HRLN filed the SLP on Reshma’s behalf after the Patna high court dismissed her previous PIL with a similar prayer.
The petition said, “It appears that the online/offline systems of the Income Tax Department, despite the judgment passed in the National Legal Services Authority Vs. Union of India & Ors 2014 does not recognize third gender as a separate gender. It is humbly submitted that even the application for PAN does not have a separate option of ‘third gender’. PAN cards/numbers to date are being issued with gender as male or female only.”
Meanwhile, during the pendency of the plea, the Income Tax department issued a circular on April 9, 2018 amending the forms used to apply and update the PAN card to include the third gender.
Advocate Nabila Hasan represented Prasad in the Supreme Court.
You can read the petition here.
Comprehensive directions on Medical Termination of Pregnancy given by Bombay
High Court | Maharashtra
In response to a batch of petitions seeking abortions, the Bombay High Court on April 3, 2019 issued a comprehensive judgement that outlined critical directions both for the State and Medical Practitioners.
The court held that a registered medical practitioner may medically terminate pregnancy which has exceeded 20 weeks, without the High Court’s permission only when he is of the opinion, that the termination of such pregnancy is immediately necessary in order to save the life of the pregnant woman.
The court also directed the State to establish Medical Boards to examine cases of medical termination of pregnancy exceeding 20 weeks in each district. The HC further directed the state to formulate a suitable policy to deal with the cases therein with special emphasis on rural areas. This would enable pregnant women from rural areas to access safe and hygienic facilities. The court also ruled that in a case of a live birth despite a medical termination of pregnancy, the state would have to assume full responsibility of the child.
Senior Advocate Gayatri Singh, along with advocates Aditi Saxena, Meenaz Kakalia and Kranti L.C. represensented the petitioners in this matter.
You can read the Bombay High Court verdict here.
Alternative Plan of Rehabilitation for families affected by Demolitions and forced to
relocate to Mahul | Maharashtra
Slum dwellers filed a slew of petitions in the Bombay High Court challenging the eviction and demolition of their slum structures which was the result of a court-mandated 10-metre buffer zone around water supply pipelines running through the city.
A number of these slum dwellers were rehabilitated at the MMRDA Colony in Mahul, Chembur. However, the petitioners submitted that Mahul has been held to be an unsuitable area for human habitation due to its proximity to a cluster of petroleum refineries and storage terminals of hazardous chemicals.
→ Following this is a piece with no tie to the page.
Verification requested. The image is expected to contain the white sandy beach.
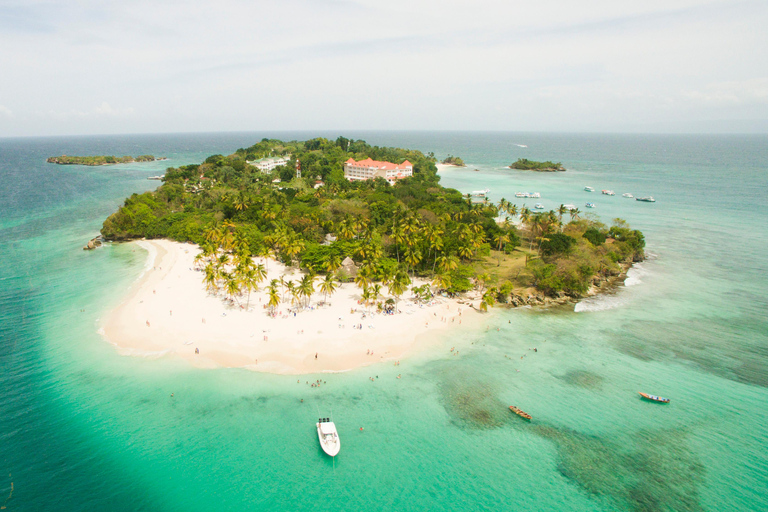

On September 23, 2019 the Bombay high court directed the state of Maharashtra to relocate over 5,000 families staying at Mahul. The High Court further ruled that no more families should be shifted there till alternative accommodation is provided to the current residents. The division bench led by Chief Justice Pradeep Nandrajog also directed the state to pay the petitioners ?15,000 per month as transit rent with security deposit of ?45,000 to each family within 12 weeks.
“It is therefore evident that residential premises in the vicinity of such refineries can pose multi-faceted security risks, which are not only restricted to the health of the residents nearby and the absolute liability imposed on the refineries, but a terrorist attack using these refineries as targets could lead to colossal destruction within the city, that could debilitate a large number of people living around the Chembur region,” the judgment read.
Advocates Ronita Bhattacharya, Kranti L. C. and Sangram Chinnappa represented 120 petitioners in this matter.